Fassel took over a 6-10 team and immediately finished 10-5-1. Three years later his Giants made it to the Super Bowl. There were two disappointing playoff losses, including the one in which his Giants blew a 24-point lead to the 49ers in January 2003. And Fassel's 58-53-1 record as an NFL head coach is rather middling.
But . . . of the eight coaches in the second round of the playoffs, five had been fired and rehired, including Tony Dungy and Bill Belichick.
What might weigh greater in Fassel's favor is that he earned his stripes by working with quarterbacks. As an assistant at Stanford (1979-83), Fassel worked with a young phenom named John Elway. And while Elway had a number of great seasons, his best might have been in 1993 when working again with Fassel.
Most franchises now must count their starting quarterback as the team's No. 1 asset, especially if the club has traded up in the draft to get that quarterback, as the Redskins did to select Jason Campbell. There are more than a few people in the NFL who believe Campbell, with the right mentor, can become a championship-caliber quarterback, and perhaps Fassel is that coach.
You'll have to excuse me, please, if I hope the next Redskins coach, whoever that may be, is welcomed but not serenaded. The hype that's accompanied each of the last three coaches, particularly Spurrier, who had never coached in the NFL, was way over the top. There's plenty of time for that in that portion of the year that comes after the offseason.
(I'm going to go off-road here for a second, using a device once employed by Tony Kornheiser -- you remember him, don't you? Grizzled columnist on permanent hiatus from actually writing. . . . Tony would have a lengthy aside about something that interested him more than the news of the day. . . . For me at this moment that would be the Washington Wizards. I can't bring myself to care more about who the Redskins are interviewing than I do about Maryland beating North Carolina, Georgetown being in the top 10, or the Wizards beating the Celtics twice and the mighty Dallas Mavericks by 18.
The Wizards aren't interviewing; they're ballin', son. Caron Butler and Antawn Jamison ought to both be on the Eastern Conference all-star team for what they've done. The Wizards are so hot several of their games are being moved to national TV. They're so hot Gilbert Arenas is talking about coming off the bench when he returns to the lineup in March. The Redskins aren't playing on Super Bowl Sunday, but the Wizards are . . . against Kobe and the Lakers, no less, in a noon game that can get you out of the Phone Booth and back home in plenty of time for those Super Bowl parties.)

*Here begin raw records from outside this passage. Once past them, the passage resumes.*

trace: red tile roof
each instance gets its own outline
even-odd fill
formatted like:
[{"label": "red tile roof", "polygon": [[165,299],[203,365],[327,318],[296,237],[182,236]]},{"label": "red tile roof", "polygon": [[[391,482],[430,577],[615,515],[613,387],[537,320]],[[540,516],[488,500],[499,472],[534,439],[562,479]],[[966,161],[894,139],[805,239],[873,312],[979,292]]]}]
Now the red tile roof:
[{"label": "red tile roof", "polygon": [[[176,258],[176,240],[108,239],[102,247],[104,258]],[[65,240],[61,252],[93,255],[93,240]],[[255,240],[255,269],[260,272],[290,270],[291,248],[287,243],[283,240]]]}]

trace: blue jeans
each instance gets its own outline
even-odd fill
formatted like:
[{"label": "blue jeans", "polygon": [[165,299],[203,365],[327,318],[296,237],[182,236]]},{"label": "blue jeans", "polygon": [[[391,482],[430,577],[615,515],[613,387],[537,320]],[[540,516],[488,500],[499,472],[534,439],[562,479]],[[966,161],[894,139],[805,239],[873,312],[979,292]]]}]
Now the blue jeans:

In keeping with this theme of being the champion of the offseason, the Redskins yesterday named Vinny Cerrato to the new position of executive vice president for football operations. The Redskins say he'll assume responsibility for all aspects of the team's football organization, including personnel, the roster, scouting and salary cap management.
The Redskins are great at giving people jobs with long titles. Al Saunders is the associate head coach-offense. Joe Bugel is the assistant head coach-offense. And Don Breaux is the offensive coordinator.
What I really want to know is how this fancy new title changes Cerrato's life. If he's got the exact same duties and has input but no power to make football decisions, so what? If he's the Boss of All Things Football, a position I keep pushing Snyder to create, then this could be a significant step in the right direction. Cerrato has taken more criticism than anybody in the organization. But I know this much: His advice as to what to do was wiser in several instances than the course of action the Redskins took.
When the dust finally settles, it might be a good thing if the Redskins have fewer men with big titles and a better chance of avoiding the same worn melodrama this time next year.